Is Big Brother watching?

Rosamunde Van Brakel, criminologue spécialisée dans la vie privée et la surveillance à la VUB, s’inquiète également des évolutions récentes, et surtout dans le contexte de la technologie. « Même avant le 11 septembre, il y avait une augmentation de l’utilisation des technologies de surveillance, mais à chaque fois qu’il y a des attaques terroristes, on voit que l’évolution est stimulée. Les politiciens ont alors une bonne raison de convaincre la population que l’introduction de ce type de technologie est nécessaire, un moyen de faire pression pour modifier la législation. » Van Brakel voit les limites de ce qui est possible se déplacer de plus en plus. « On constate que, lorsque certaines nouvelles technologies entrent en conflit avec la législation sur la protection de la vie privée, les gens cherchent à savoir comment la loi peut être modifiée pour que ces technologies puissent encore être utilisées. En fait, cette question est traitée de manière assez décontractée. Si un gouvernement autoritaire devait émerger à l’avenir, toute l’infrastructure serait en place. On ne tient pas suffisamment compte du fait que cela représente un énorme danger pour l’avenir. »

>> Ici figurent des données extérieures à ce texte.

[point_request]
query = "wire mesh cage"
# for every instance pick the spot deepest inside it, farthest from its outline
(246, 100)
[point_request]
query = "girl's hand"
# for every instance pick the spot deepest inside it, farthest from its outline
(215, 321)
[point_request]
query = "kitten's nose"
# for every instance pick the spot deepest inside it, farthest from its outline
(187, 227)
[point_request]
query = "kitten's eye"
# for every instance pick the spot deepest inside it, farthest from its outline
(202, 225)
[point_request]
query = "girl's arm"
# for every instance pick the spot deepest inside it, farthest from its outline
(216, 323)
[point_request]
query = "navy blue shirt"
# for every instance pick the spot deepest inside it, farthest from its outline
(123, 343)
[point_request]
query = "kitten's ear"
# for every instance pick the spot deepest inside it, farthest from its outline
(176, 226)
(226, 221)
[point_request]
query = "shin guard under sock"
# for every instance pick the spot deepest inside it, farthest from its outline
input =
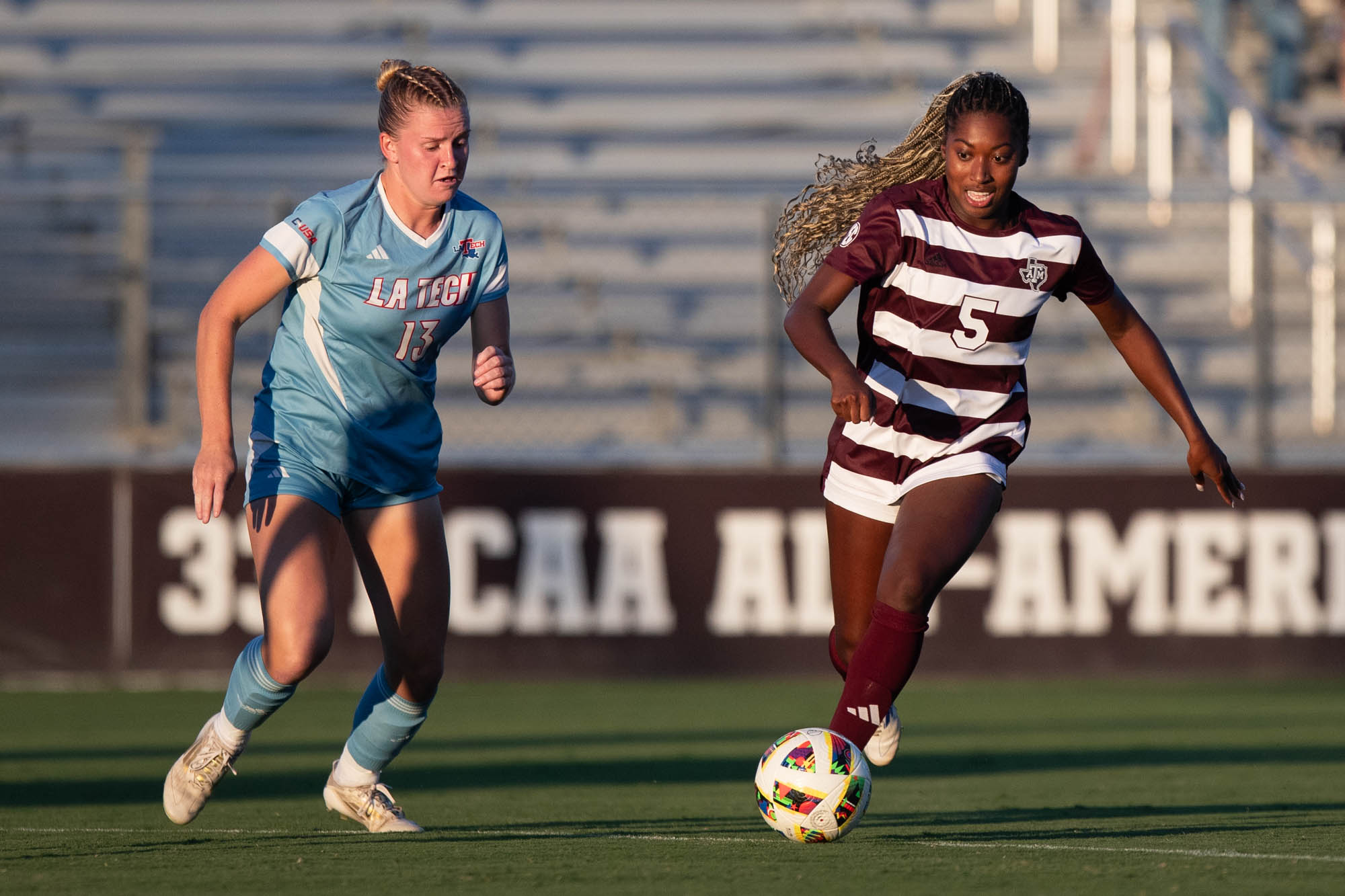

Banque de données dynamique

La base de données dynamique créée en 2016 en est un exemple. Cette base de données, où sont conservées des informations sur les terroristes potentiels, ne respecte pas les mesures de protection de la vie privée et des données, selon Amnesty, pas plus que la liste des suspects de terrorisme établie par le BCDA. La loi sur la conservation des données de 2016 est tout aussi problématique en termes de vie privée. Cette loi oblige les entreprises et les opérateurs de télécommunications à conserver les métadonnées de leurs clients pendant 12 mois et, sur demande des autorités, à les remettre dans le cadre d’enquêtes liées au terrorisme. Ce n’est que cette année que cette loi sur la conservation des données a été annulée par la Cour constitutionnelle, après que la Cour européenne de justice avait déclaré que la loi était en conflit avec le droit européen. Mais Van Brakel doute que ces arrêts changent quoi que ce soit : « Le problème fondamental est qu’il est impossible de procéder à une surveillance de masse. Ils vont maintenant contourner ce problème en ne s’intéressant qu’aux endroits où beaucoup de gens vivent et aux infrastructures critiques, pour ainsi dire, une surveillance plus ciblée, mais en pratique, vous voyez que dans ce cas, ils peuvent toujours conserver des données sur presque tout le monde.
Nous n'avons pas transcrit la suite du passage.